New Delhi (ILNS): The Supreme Court is hearing a series of petitions questioning the Centre’s Central Vista Redevelopment project and the government’s plan to construct a new Parliament building in the national capital.
Solicitor General Tushar Mehta, during the hearing of a petition filed in the Supreme Court, objecting to the construction of the new parliament and secretariat complex, or Central Vista, counted the pros of it.
The Solicitor General said that this plan and construction is not a bargain of losses or a waste of the public exchequer, but through this, due to the proper utilization of funds, it will save Rs 1.5 thousand crore rupees every year. It will be an eco-friendly building, natural energy will be used as well as offices running in rented buildings of various ministries will also come in their official building Central Vista.
Responding to the pleas of the petitioners’ counsel Shyam Dewan and Kapil Sibal before a bench headed by Justice AM Khanwilkar in the Supreme Court, Tushar Mehta said that the current building of parliament is over a hundred years old. It is evident that according to the current era, safety measures have been taken only with jugaad technology. The strength of the building has also been affected by the timestamps.
Tushar Mehta further said that the people who have challenged this project here talk about the lack of space in the parliament, the lack of security arrangements, and the lapse in the system. In such a situation, there is no need to assess and study this project from any independent institute or agency.
By filing two petitions before the Supreme Court, the petitioners have accused the government of illegally changing the land-use rules for the proposed Central Vista project at a place next to Rajpath. Under this project, ten buildings are to be built for all the ministries, secretariat, and many other offices including Parliament House.

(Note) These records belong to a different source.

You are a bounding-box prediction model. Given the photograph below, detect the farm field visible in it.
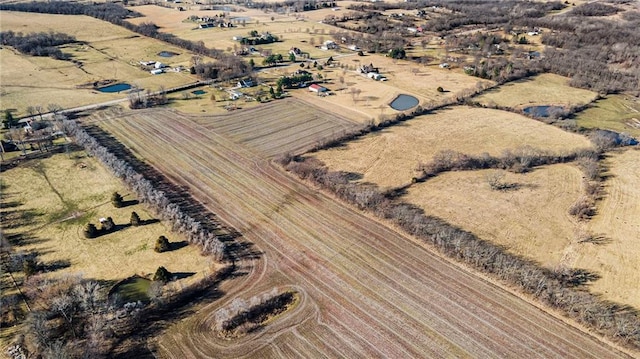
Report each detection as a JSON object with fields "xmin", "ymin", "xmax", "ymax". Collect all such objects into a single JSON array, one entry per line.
[
  {"xmin": 188, "ymin": 98, "xmax": 359, "ymax": 157},
  {"xmin": 2, "ymin": 152, "xmax": 211, "ymax": 284},
  {"xmin": 128, "ymin": 5, "xmax": 344, "ymax": 59},
  {"xmin": 0, "ymin": 11, "xmax": 202, "ymax": 116},
  {"xmin": 572, "ymin": 149, "xmax": 640, "ymax": 308},
  {"xmin": 281, "ymin": 54, "xmax": 491, "ymax": 123},
  {"xmin": 402, "ymin": 164, "xmax": 583, "ymax": 268},
  {"xmin": 312, "ymin": 106, "xmax": 591, "ymax": 187},
  {"xmin": 576, "ymin": 94, "xmax": 640, "ymax": 138},
  {"xmin": 475, "ymin": 74, "xmax": 597, "ymax": 109},
  {"xmin": 96, "ymin": 110, "xmax": 625, "ymax": 358}
]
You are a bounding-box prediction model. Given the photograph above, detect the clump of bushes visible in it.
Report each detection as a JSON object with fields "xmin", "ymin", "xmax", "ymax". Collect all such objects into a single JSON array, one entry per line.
[
  {"xmin": 129, "ymin": 212, "xmax": 142, "ymax": 227},
  {"xmin": 153, "ymin": 267, "xmax": 171, "ymax": 283},
  {"xmin": 153, "ymin": 236, "xmax": 171, "ymax": 253},
  {"xmin": 84, "ymin": 223, "xmax": 98, "ymax": 239},
  {"xmin": 111, "ymin": 192, "xmax": 124, "ymax": 208}
]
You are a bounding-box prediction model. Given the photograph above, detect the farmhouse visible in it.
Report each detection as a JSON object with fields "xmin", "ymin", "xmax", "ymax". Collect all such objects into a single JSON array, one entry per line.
[{"xmin": 309, "ymin": 84, "xmax": 327, "ymax": 94}]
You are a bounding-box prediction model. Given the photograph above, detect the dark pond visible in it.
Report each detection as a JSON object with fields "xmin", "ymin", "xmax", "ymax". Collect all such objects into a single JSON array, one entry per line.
[
  {"xmin": 158, "ymin": 51, "xmax": 180, "ymax": 57},
  {"xmin": 389, "ymin": 95, "xmax": 418, "ymax": 111},
  {"xmin": 98, "ymin": 83, "xmax": 131, "ymax": 93},
  {"xmin": 522, "ymin": 106, "xmax": 562, "ymax": 117}
]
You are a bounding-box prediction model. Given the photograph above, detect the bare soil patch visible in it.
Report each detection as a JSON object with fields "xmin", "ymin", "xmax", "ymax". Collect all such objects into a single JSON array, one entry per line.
[
  {"xmin": 97, "ymin": 108, "xmax": 619, "ymax": 358},
  {"xmin": 313, "ymin": 106, "xmax": 591, "ymax": 187}
]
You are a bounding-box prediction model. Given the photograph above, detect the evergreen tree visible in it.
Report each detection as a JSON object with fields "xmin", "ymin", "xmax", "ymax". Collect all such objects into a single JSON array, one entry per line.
[
  {"xmin": 153, "ymin": 267, "xmax": 171, "ymax": 283},
  {"xmin": 154, "ymin": 236, "xmax": 171, "ymax": 253}
]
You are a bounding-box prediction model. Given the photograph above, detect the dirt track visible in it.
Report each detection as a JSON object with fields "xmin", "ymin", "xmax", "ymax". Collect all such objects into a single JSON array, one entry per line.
[{"xmin": 102, "ymin": 112, "xmax": 626, "ymax": 358}]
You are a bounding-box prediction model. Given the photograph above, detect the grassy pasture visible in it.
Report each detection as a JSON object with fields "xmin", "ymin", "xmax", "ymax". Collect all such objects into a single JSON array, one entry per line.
[
  {"xmin": 475, "ymin": 74, "xmax": 597, "ymax": 109},
  {"xmin": 101, "ymin": 110, "xmax": 632, "ymax": 358},
  {"xmin": 403, "ymin": 164, "xmax": 582, "ymax": 268},
  {"xmin": 572, "ymin": 149, "xmax": 640, "ymax": 309},
  {"xmin": 313, "ymin": 106, "xmax": 591, "ymax": 187},
  {"xmin": 576, "ymin": 94, "xmax": 640, "ymax": 138},
  {"xmin": 0, "ymin": 11, "xmax": 196, "ymax": 116},
  {"xmin": 3, "ymin": 152, "xmax": 210, "ymax": 282}
]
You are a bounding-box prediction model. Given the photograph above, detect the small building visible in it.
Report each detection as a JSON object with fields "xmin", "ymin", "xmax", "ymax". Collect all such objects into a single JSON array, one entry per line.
[
  {"xmin": 309, "ymin": 84, "xmax": 327, "ymax": 94},
  {"xmin": 238, "ymin": 79, "xmax": 255, "ymax": 88}
]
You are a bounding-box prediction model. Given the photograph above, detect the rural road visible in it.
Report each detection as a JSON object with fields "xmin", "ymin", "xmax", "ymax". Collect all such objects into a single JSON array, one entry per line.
[{"xmin": 101, "ymin": 110, "xmax": 628, "ymax": 358}]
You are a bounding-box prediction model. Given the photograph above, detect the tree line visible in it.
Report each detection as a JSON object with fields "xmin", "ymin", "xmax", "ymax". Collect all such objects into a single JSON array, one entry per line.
[
  {"xmin": 280, "ymin": 157, "xmax": 640, "ymax": 349},
  {"xmin": 0, "ymin": 2, "xmax": 251, "ymax": 80},
  {"xmin": 65, "ymin": 120, "xmax": 226, "ymax": 261}
]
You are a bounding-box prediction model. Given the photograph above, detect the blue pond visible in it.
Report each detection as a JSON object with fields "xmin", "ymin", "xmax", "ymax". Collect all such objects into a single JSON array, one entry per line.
[
  {"xmin": 98, "ymin": 83, "xmax": 131, "ymax": 93},
  {"xmin": 158, "ymin": 51, "xmax": 180, "ymax": 57},
  {"xmin": 522, "ymin": 106, "xmax": 562, "ymax": 117},
  {"xmin": 389, "ymin": 95, "xmax": 418, "ymax": 111}
]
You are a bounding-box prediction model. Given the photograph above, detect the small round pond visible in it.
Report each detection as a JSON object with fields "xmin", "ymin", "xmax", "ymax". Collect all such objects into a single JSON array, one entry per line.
[
  {"xmin": 522, "ymin": 106, "xmax": 562, "ymax": 117},
  {"xmin": 109, "ymin": 276, "xmax": 151, "ymax": 303},
  {"xmin": 389, "ymin": 95, "xmax": 419, "ymax": 111},
  {"xmin": 98, "ymin": 83, "xmax": 131, "ymax": 93},
  {"xmin": 158, "ymin": 51, "xmax": 180, "ymax": 57}
]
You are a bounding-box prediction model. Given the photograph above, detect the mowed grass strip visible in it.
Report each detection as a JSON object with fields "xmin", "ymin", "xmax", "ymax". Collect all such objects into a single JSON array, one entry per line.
[
  {"xmin": 312, "ymin": 106, "xmax": 591, "ymax": 187},
  {"xmin": 101, "ymin": 111, "xmax": 628, "ymax": 358},
  {"xmin": 475, "ymin": 74, "xmax": 598, "ymax": 109},
  {"xmin": 2, "ymin": 152, "xmax": 211, "ymax": 282}
]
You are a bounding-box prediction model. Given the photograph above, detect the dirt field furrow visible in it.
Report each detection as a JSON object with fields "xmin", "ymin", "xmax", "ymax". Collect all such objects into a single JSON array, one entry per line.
[{"xmin": 96, "ymin": 111, "xmax": 624, "ymax": 358}]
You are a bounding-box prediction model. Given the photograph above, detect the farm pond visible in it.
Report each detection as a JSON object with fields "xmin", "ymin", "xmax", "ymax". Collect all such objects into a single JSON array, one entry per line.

The Supreme Court issued notice to the government and sought answers to the questions and allegations raised in the petition but did not stay the project work. For three days, Shyam Dewan questioned the various aspects of this project and put the intention of the government in the dock.
Mehta has submitted before the Court:
” Our Government functions through Council of ministers which is answerable to the parliament and parliament, in turn, is accountable to the people. That is the nature of our representative democracy.”

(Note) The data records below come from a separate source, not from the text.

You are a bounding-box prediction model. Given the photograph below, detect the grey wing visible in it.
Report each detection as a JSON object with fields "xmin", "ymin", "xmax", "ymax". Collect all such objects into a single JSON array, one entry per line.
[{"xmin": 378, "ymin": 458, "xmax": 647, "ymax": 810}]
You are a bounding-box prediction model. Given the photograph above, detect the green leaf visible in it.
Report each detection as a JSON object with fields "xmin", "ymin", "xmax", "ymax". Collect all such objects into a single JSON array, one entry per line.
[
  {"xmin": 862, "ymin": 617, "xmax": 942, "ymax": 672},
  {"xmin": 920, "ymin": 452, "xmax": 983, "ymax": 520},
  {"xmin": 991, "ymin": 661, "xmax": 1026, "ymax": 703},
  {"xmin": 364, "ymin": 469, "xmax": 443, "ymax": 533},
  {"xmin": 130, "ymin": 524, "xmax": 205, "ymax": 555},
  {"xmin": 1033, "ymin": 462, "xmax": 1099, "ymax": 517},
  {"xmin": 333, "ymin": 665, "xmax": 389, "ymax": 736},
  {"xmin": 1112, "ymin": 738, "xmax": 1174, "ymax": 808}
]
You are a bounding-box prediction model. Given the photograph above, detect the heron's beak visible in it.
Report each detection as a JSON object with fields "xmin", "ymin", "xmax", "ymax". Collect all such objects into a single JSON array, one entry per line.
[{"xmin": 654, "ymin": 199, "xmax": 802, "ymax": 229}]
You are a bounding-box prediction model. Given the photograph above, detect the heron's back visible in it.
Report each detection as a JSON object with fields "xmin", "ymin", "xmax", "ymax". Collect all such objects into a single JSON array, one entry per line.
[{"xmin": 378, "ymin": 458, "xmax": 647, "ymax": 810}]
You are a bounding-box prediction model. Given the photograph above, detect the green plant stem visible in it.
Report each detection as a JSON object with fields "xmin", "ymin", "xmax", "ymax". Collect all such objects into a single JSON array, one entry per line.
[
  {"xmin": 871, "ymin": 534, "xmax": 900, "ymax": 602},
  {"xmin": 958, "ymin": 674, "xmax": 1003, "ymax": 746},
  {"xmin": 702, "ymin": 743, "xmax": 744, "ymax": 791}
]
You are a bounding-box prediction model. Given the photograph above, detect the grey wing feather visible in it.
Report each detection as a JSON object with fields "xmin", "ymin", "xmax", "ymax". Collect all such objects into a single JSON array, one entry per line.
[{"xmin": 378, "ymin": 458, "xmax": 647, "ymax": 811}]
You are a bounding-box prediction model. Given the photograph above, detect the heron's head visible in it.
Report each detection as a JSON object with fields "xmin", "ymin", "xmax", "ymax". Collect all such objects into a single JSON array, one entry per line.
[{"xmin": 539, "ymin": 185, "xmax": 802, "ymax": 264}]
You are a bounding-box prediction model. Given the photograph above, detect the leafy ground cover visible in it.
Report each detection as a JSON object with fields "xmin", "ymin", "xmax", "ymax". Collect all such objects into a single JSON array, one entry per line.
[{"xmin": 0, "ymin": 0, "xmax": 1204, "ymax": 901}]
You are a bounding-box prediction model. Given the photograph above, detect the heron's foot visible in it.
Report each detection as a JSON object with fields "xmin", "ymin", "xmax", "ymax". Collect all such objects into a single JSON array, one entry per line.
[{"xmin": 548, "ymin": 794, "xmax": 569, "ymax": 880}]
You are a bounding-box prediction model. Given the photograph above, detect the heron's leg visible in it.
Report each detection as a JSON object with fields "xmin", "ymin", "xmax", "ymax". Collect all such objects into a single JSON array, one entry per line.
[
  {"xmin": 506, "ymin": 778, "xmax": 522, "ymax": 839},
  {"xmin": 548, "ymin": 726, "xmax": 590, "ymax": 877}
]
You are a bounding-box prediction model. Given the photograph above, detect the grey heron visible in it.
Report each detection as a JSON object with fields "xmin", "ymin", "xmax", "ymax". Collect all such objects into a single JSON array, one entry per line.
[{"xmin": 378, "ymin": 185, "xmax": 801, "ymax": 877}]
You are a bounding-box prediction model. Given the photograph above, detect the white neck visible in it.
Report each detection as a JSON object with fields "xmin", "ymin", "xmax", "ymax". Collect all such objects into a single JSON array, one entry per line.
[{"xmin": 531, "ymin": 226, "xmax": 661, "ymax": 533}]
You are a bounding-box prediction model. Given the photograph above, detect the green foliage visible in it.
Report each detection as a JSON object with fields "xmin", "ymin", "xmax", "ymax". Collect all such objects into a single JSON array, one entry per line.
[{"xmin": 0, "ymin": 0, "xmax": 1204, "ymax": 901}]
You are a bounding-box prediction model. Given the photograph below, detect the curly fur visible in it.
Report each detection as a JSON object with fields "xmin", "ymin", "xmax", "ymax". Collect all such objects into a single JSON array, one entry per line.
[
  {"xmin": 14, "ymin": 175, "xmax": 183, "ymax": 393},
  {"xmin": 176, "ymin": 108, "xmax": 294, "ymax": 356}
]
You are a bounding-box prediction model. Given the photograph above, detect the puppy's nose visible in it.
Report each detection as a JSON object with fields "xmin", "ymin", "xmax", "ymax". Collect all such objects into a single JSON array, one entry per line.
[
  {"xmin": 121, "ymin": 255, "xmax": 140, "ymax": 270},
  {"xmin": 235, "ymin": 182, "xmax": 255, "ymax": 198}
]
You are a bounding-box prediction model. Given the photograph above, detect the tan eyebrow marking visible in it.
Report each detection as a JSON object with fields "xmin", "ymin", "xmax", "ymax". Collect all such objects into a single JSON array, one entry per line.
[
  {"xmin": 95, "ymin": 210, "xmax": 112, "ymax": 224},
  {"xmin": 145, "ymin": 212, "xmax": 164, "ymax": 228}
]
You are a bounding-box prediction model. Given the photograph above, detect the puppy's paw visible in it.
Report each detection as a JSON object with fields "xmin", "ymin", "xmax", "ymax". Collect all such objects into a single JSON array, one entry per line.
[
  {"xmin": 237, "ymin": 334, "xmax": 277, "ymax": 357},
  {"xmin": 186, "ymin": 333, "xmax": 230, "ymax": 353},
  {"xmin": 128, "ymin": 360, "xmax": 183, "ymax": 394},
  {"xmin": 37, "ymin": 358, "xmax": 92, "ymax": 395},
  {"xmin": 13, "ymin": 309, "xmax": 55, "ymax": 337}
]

Justice Khanwilkar asked if Rule of law applies to India. Due process is part of the law. “They are saying you are following the rule by law not rule of law,” he commented.
The court has adjourned the proceeding for today. The case will now be heard tomorrow.
In its defense of the proposed Central Vista redevelopment project, the Centre told the Supreme Court yesterday that the question of whether or not to have a new Parliament building is a policy decision that the government is entitled to take.